A recent appeal decision in Apres Lounge Limited v Wade has established that a defendant must only have a reasonable system of inspection in place when dealing with floor spillages.  

The Claimant brought a claim for personal injury against a nightclub when she slipped on a spillage close to the bar area. The Claimant alleged amongst other things, that the Defendant failed to “devise, institute and/or maintain any or any adequate” system for the inspection of the floor. 

Evidence was given by the assistant manager of the nightclub that 2 or 3 other members of staff were continually walking around the nightclub looking for spillages. It was estimated that this took place every 10 to 15 minutes.  

The trial judge accepted the Defendant’s evidence but nonetheless found that the system in place of checking the floor every 10 to 15 minutes was not suitable and thus the Claimant was successful.  

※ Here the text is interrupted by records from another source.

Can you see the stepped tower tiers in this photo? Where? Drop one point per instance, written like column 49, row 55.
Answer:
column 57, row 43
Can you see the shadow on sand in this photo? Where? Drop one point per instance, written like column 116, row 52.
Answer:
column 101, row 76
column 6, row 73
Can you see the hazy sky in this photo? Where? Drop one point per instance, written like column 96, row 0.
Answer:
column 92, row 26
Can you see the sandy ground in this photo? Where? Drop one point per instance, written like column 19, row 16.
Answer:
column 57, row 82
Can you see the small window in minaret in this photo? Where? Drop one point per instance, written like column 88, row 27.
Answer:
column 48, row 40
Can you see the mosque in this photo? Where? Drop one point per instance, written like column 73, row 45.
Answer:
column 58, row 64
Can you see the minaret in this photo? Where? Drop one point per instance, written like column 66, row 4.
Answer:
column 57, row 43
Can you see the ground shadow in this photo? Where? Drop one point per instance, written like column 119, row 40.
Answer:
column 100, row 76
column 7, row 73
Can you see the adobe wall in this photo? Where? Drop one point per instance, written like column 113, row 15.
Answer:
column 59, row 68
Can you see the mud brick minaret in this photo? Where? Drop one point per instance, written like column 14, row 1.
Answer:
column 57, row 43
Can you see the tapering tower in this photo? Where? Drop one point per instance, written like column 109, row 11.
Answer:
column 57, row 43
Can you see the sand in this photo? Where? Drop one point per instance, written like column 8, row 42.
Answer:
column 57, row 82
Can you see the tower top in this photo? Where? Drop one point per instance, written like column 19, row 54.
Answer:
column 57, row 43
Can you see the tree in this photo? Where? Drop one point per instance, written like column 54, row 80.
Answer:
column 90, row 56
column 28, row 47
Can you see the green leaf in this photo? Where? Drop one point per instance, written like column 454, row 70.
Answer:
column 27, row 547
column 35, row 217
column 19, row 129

The Defendant appealed the decision in the High Court. The judge allowed the appeal on 2 grounds: 

  • Ground 1: The trial judge was wrong to find that checking the floor every 10-15 minutes was not sufficient to satisfy the duty of care owed to the Claimant. 
  • Ground 2: The trial judge imposed an unreasonably high burden upon the Defendant and thereby erred in law.

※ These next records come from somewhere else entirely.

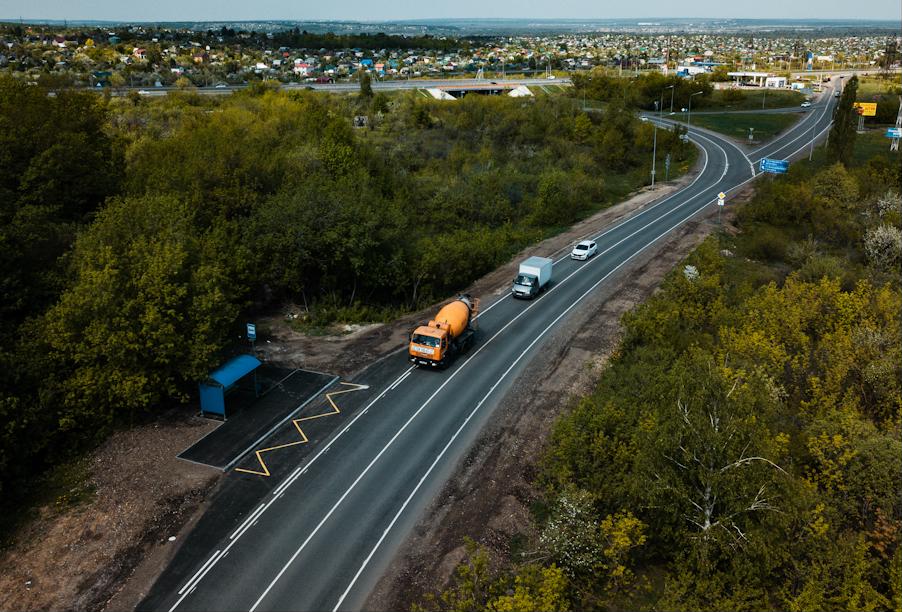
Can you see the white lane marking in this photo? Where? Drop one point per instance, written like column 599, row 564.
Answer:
column 247, row 520
column 802, row 133
column 492, row 389
column 805, row 119
column 400, row 380
column 702, row 133
column 296, row 474
column 620, row 224
column 446, row 382
column 199, row 574
column 486, row 396
column 827, row 103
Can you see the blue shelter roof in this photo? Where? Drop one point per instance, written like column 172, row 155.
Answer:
column 234, row 369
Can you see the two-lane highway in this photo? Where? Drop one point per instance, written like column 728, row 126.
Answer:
column 319, row 538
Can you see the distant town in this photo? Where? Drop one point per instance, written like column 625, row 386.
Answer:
column 147, row 56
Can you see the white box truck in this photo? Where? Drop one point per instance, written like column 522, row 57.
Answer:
column 533, row 277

Regarding Ground 1, the appeal judge found that the trial judge fell into error when he held that the Defendant’s system of inspection, as described by the assistant manager, had not been reasonable in all the circumstances to keep the Claimant reasonably safe. 

The appeal judge held that the evidence established that the Defendant’s system had been one of continuous monitoring by continual walking, with the result that every area was checked at least every 10 to 15 minutes. He noted that when the Defendant said that the system of inspection was every 10 to 15 minutes, this meant that every area would have been checked at least with that frequency, but there was continuous monitoring. He commented that there was no doubt that if the staff, as they carried out their continuous walking checks, saw a drink being spilt, they would have reacted straight away to deal with it in accordance with their training. 

The appeal judge further noted that there was direct and detailed evidence of the system which was being operated in the bar that night, and that it was sufficient to fulfil the statutory duty lying upon the Defendant. Its system was proactive and not reactive. It was one of continuous monitoring. 

Regarding Ground 2, the appeal judge stated that the high standard imposed by the trial judge amounted to a counsel of perfection.  

This meaning that the standard imposed would have amounted to the Defendant having to operate a system of continuous surveillance and monitoring so that no spilt liquid could ever be present on the floor at all and would have required many more members of staff to constantly monitor every patch of floor in the premises. He found that this would have gone far beyond what was required.  

This appeal decision provides a summary of decisions on the question of what constitutes a reasonable system in the context of slipping accident claims. 

It is worth noting that the trial judge only heard evidence from the assistant manager. None of the employees responsible for operating the system gave evidence at trial. The evidence given was however sufficient to satisfy the evidential burden on the Defendant to show that it had implemented a reasonable system of care. 

This finding is in stark contrast with the seemingly clear conclusion in Dawkins v Carnival plc 2011 where it was found that an absence of evidence from employees claimed to be implemented the system, meant that the judge was not entitled to infer that a spillage that led to a slip occurred only a short time before the accident.   

The difference is perhaps that the assistant manager in this case was working on the night in question and was able to give evidence that the system was being implemented. It therefore appears that some direct evidence from the Defendant as to the implementation of their reasonable system is still likely to be required to satisfy the evidential burden. However the persons who actually implemented the system at the relevant time need not provide that evidence. 

*This article is not legal advice but provides a general overview. The specific details of your case will determine the best course of action.